Io stesso censura genericamente la sentenza impugnata, lamentando che alcuna negligenza o imprudenza era stata commessa dalla ricorrente, sicchè non sarebbe configurabile alcuna condizione di colpevolezza che giustificasse l’applicazione delle sanzioni;

sul punto, va osservato che il giudice del gravame ha espressamente precisato che, nella fattispecie: sussisteva il requisito della colpevolezza, ai sensi del D.Lgs. n. 472 del 1997, art. 5, facendo richiamo a quanto in precedenza affermato in ordine alla responsabilità della contribuente quale rappresentante indiretto, sicchè dallo stesso, tenuto conto della sua preparazione professionale, era esigibile un comportamento particolarmente diligente, la cui prova non era stata offerta in giudizio; non era, inoltre, ravvisabile la buona fede, non potendo ignorare la contribuente la particolarità della situazione, in particolare il dato della scarsità dello specifico tipo di materia prima nel paese di esportazione;

rispetto a tali accertamenti, il motivo di censura si limita a evidenziare, in modo generico, la non sussistenza della propria colpevolezza, senza alcuna indicazione di fatti specifici non esaminati dal giudice;

in conclusione, i motivi di ricorso sono inammissibili, con conseguente rigetto del ricorso e condanna della ricorrente al pagamento in favore della controricorrente delle spese di lite;

si dà atto, ai sensi del D.P.R. n. 115 del 2002, art. 13, comma 1-quater, della sussistenza dei presupposti processuali per il versamento, da parte della ricorrente, di un ulteriore importo a titolo di contributo unificato, pari a quello previsto per il ricorso, a norma del comma 1 bis dello stesso art. 13, se dovuto.

PQM

La Corte:

rigetta il ricorso e condanna la ricorrente al pagamento delle spese di lite in favore della controricorrente, che si liquidano in complessive Euro 3.500,00, oltre spese prenotate a debito.

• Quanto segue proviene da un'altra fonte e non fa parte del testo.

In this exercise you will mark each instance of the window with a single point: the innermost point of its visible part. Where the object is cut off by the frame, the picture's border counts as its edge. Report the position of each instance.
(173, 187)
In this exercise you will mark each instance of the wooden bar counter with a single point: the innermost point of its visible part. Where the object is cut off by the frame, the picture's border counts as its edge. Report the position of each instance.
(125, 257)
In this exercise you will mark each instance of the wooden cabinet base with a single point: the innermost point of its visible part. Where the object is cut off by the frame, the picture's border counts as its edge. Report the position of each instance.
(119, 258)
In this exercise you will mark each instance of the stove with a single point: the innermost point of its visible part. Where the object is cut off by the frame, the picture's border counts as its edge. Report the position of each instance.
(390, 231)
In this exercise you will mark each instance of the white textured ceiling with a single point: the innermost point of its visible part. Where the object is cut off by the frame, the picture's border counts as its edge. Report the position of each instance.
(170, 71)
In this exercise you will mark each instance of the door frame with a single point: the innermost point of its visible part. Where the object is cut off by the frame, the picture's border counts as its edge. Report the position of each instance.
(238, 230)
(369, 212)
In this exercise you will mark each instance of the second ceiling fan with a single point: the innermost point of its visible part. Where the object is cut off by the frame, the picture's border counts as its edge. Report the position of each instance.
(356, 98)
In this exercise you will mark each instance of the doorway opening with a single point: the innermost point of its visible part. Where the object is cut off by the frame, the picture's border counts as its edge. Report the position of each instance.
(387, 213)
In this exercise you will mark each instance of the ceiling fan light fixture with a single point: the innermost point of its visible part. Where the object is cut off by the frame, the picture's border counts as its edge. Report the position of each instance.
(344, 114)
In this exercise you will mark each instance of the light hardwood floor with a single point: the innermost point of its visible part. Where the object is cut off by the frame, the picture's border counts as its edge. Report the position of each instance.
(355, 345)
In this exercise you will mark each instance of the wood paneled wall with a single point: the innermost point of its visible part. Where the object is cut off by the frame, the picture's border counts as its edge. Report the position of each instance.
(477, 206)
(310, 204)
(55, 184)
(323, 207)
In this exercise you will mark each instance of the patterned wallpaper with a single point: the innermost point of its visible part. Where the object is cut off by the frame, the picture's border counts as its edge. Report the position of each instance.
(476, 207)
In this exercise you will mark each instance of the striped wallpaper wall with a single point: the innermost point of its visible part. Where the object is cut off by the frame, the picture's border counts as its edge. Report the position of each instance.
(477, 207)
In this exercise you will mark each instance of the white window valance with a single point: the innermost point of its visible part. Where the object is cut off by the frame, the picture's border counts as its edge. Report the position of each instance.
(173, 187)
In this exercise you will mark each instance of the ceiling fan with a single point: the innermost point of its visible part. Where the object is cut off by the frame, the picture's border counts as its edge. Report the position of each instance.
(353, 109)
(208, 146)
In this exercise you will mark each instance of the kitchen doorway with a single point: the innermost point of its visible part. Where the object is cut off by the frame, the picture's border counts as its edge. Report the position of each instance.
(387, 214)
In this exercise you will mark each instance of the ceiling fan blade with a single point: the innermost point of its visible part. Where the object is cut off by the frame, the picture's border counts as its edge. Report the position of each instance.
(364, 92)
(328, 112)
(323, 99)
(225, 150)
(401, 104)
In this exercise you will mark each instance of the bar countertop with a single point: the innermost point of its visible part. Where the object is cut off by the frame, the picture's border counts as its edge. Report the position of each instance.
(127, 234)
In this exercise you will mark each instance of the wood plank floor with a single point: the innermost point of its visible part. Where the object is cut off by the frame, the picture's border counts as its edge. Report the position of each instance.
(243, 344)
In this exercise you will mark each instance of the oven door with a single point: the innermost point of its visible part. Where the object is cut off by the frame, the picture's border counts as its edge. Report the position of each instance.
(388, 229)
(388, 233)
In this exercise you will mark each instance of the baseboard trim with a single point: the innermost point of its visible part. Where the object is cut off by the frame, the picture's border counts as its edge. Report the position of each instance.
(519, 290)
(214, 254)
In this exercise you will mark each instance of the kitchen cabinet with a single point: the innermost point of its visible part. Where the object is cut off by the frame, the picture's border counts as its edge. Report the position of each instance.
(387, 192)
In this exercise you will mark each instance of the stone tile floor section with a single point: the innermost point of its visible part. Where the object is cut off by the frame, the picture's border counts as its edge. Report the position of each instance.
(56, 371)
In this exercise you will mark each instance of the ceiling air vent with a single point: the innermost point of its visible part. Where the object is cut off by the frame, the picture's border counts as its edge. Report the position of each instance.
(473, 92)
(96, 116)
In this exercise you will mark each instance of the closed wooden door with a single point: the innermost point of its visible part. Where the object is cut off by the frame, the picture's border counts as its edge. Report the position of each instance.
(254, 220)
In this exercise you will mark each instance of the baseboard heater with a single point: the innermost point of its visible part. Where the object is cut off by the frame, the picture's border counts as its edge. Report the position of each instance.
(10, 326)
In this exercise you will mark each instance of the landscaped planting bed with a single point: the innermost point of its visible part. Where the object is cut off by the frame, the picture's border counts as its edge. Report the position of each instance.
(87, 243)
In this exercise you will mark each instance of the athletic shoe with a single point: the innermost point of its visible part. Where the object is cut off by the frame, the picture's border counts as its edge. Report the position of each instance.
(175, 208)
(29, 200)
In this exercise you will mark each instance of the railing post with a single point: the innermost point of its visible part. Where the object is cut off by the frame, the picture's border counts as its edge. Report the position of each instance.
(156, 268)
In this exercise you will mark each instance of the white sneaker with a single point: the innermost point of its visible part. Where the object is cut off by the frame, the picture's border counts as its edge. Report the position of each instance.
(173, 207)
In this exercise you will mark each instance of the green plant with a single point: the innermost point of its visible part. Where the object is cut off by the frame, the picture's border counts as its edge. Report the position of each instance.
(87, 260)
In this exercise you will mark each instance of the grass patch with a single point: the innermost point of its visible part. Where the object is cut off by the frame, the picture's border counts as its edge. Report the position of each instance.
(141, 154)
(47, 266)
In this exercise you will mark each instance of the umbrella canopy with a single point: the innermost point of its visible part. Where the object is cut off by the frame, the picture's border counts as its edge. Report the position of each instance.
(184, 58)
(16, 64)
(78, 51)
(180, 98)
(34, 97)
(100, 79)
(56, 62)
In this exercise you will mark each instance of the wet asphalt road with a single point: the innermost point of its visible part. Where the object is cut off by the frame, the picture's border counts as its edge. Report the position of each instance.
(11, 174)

Dà atto, ai sensi del D.P.R. n. 115 del 2002, art. 13, comma 1-quater, della sussistenza dei presupposti processuali per il versamento, da parte della ricorrente, di un ulteriore importo a titolo di contributo unificato, pari a quello previsto per il ricorso, a norma dello stesso art. 13, comma 1-bis, se dovuto.

Deciso in Roma, nella camera di consiglio della quinta sezione civile, il 10 settembre 2019.